Na odcinki specjalne Kasperczyk i Syty wyruszą Fordem Fiestą R5. Rywalizacja w 1. rundzie FIA ERC 2017 rozegra się na 16 odcinkach specjalnych o łącznej długości 210,5 km. 11 proc. tego dystansu to sekcje asfaltowe, a pozostałe 89 proc. prowadzi po wąskich i krętych drogach szutrowych. Trasa OS Sete Cidades wspina się na krawędź uśpionego wulkanu i oplata piękne dwukolorowe jezioro.
W czwartek, 30 marca rozegrane zostaną cztery pierwsze OS-y.

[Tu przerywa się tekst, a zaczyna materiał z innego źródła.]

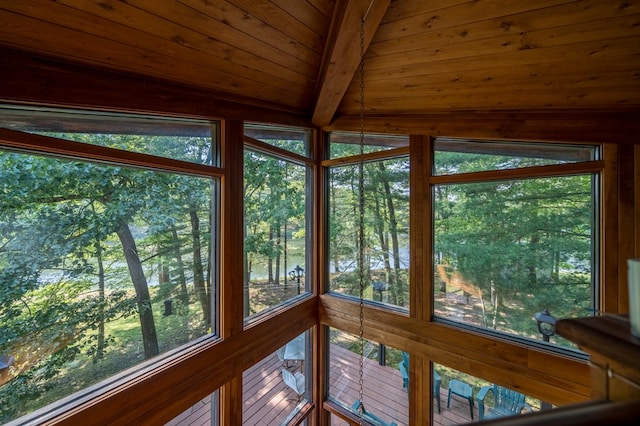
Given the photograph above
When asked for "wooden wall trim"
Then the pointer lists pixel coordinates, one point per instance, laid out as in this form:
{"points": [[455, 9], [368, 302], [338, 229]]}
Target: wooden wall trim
{"points": [[31, 79], [561, 126]]}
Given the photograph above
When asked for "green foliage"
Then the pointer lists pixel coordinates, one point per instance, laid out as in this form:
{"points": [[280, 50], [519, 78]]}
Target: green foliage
{"points": [[64, 282]]}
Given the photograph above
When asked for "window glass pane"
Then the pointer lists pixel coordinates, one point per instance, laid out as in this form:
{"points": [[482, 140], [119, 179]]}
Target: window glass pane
{"points": [[296, 140], [385, 391], [453, 156], [386, 226], [276, 208], [275, 388], [203, 412], [101, 267], [348, 144], [507, 250], [465, 398], [187, 140]]}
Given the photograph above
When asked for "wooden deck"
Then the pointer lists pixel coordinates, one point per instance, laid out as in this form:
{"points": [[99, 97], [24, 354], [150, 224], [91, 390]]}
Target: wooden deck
{"points": [[268, 401]]}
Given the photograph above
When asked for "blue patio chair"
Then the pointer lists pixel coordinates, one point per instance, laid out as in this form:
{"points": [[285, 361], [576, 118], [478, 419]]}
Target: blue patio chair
{"points": [[507, 402]]}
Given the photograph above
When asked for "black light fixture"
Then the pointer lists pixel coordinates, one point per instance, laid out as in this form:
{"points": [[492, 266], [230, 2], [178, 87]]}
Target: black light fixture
{"points": [[296, 274], [546, 324]]}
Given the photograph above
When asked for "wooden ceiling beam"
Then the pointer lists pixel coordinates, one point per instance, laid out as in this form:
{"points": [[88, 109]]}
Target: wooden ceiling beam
{"points": [[342, 53]]}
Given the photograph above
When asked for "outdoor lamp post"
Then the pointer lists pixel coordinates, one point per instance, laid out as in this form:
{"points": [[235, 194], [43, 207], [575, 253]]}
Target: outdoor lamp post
{"points": [[295, 274], [546, 324]]}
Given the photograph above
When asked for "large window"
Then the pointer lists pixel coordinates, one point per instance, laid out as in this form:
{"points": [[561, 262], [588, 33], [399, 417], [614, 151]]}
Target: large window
{"points": [[515, 235], [277, 216], [103, 265], [385, 222]]}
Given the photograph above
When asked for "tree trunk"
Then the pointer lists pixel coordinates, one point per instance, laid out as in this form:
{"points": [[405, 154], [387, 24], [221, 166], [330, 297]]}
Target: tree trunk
{"points": [[184, 293], [147, 324], [198, 269], [384, 246], [393, 230], [277, 277], [270, 257], [101, 285]]}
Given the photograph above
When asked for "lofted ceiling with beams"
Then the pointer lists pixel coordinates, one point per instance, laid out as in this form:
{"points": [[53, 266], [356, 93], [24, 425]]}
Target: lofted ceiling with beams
{"points": [[422, 56]]}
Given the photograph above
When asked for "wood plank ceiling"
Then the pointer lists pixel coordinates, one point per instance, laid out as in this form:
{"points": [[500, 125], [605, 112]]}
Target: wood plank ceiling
{"points": [[424, 56]]}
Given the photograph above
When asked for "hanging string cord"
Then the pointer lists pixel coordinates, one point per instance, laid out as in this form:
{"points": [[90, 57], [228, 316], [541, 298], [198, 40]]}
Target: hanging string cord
{"points": [[361, 224]]}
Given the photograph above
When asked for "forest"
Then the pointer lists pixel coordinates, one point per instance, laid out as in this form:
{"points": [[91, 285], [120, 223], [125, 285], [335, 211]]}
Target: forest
{"points": [[104, 266]]}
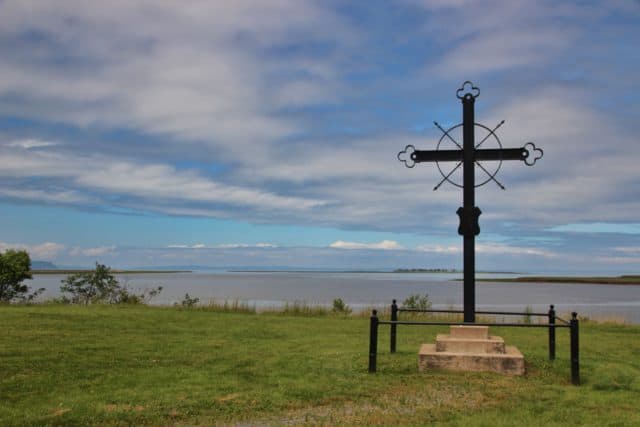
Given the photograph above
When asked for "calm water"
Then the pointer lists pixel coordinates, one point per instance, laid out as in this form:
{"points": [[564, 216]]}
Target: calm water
{"points": [[367, 289]]}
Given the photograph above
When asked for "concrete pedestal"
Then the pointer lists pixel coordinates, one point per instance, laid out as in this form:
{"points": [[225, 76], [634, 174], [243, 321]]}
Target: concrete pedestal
{"points": [[471, 348]]}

Tomasz Kasperczyk (Tiger Energy Drink Rally Team): Co prawda będzie to nasz drugi start na Azorach, ale nie oznacza to, że możemy powiedzieć, że dobrze znamy ten rajd. I nie chodzi tu wyłącznie o liczbę kilometrów, jakie pokonaliśmy po tych niepowtarzalnych szutrowych trasach. Pogoda na Wyspie Świętego Michała bywa tak szalenie nieprzewidywalna, że w ciągu jednego startu nie można doświadczyć i poznać wszystkich kombinacji warunków, jakie czyhają tutaj na kierowców rajdowych. To jednak sprawia, że Rajd Azorów jest jeszcze bardziej emocjonujący, niż można się spodziewać. Przed każdym z rajdów trzeba być skupionym na zapoznaniu, ale na Azorach precyzyjny opis może nabrać wyjątkowego znaczenia. Na przykład wtedy, gdy na wysoko położonych fragmentach odcinków wpadamy w mgłę ograniczającą widoczność do 40 czy 50 metrów. Czuję, że występy w rundach Rajdowych Mistrzostw Europy podniosły moje doświadczenie w jeździe na luźnych nawierzchniach, ale nie zmienia to faktu, że w gronie zawodników zgłoszonych do tego rajdu, bliżej nam do debiutantów niż rutyniarzy. Dlatego skupiamy się przede wszystkim na tym, żeby na Azorach wykonać jak najlepszą pracę, poprawiać naszą jazdę z odcinka na odcinek i opuścić Wyspę Świętego Michała z poczuciem dobrze zrealizowanego zadania.
Wyniki odcinka kwalifikacyjnego
1. Kajetanowicz i Baran (Ford Fiesta R5) – 1.54,250 min.;
2. Łukjanik i Arnautow (Ford Fiesta R5) – strata 0,107 sek.;
3. Moura i Costa (Ford Fiesta R5) – 1,461 sek.;
4. Griazin i Fedorow (Skoda Fabia R5) – 1,754 sek.;
5. Suarez i Carrera (Peugeot 208 T16 R5) – 2,190 sek.;
6. Griebel i Kopczyk (Skoda Fabia R5) – 2,262 sek.;
7. Sirmacis i Simins (Skoda Fabia R5) – 2,753 sek.;
8. Magalhaes i Magalhaes (Skoda Fabia R5) – 2,941 sek.;
9. Kołtun i Pleskot ( Ford Fiesta R5) – 3,281 sek.;
10. Meireles i Castro (Skoda Fabia R5) – 3,728 sek.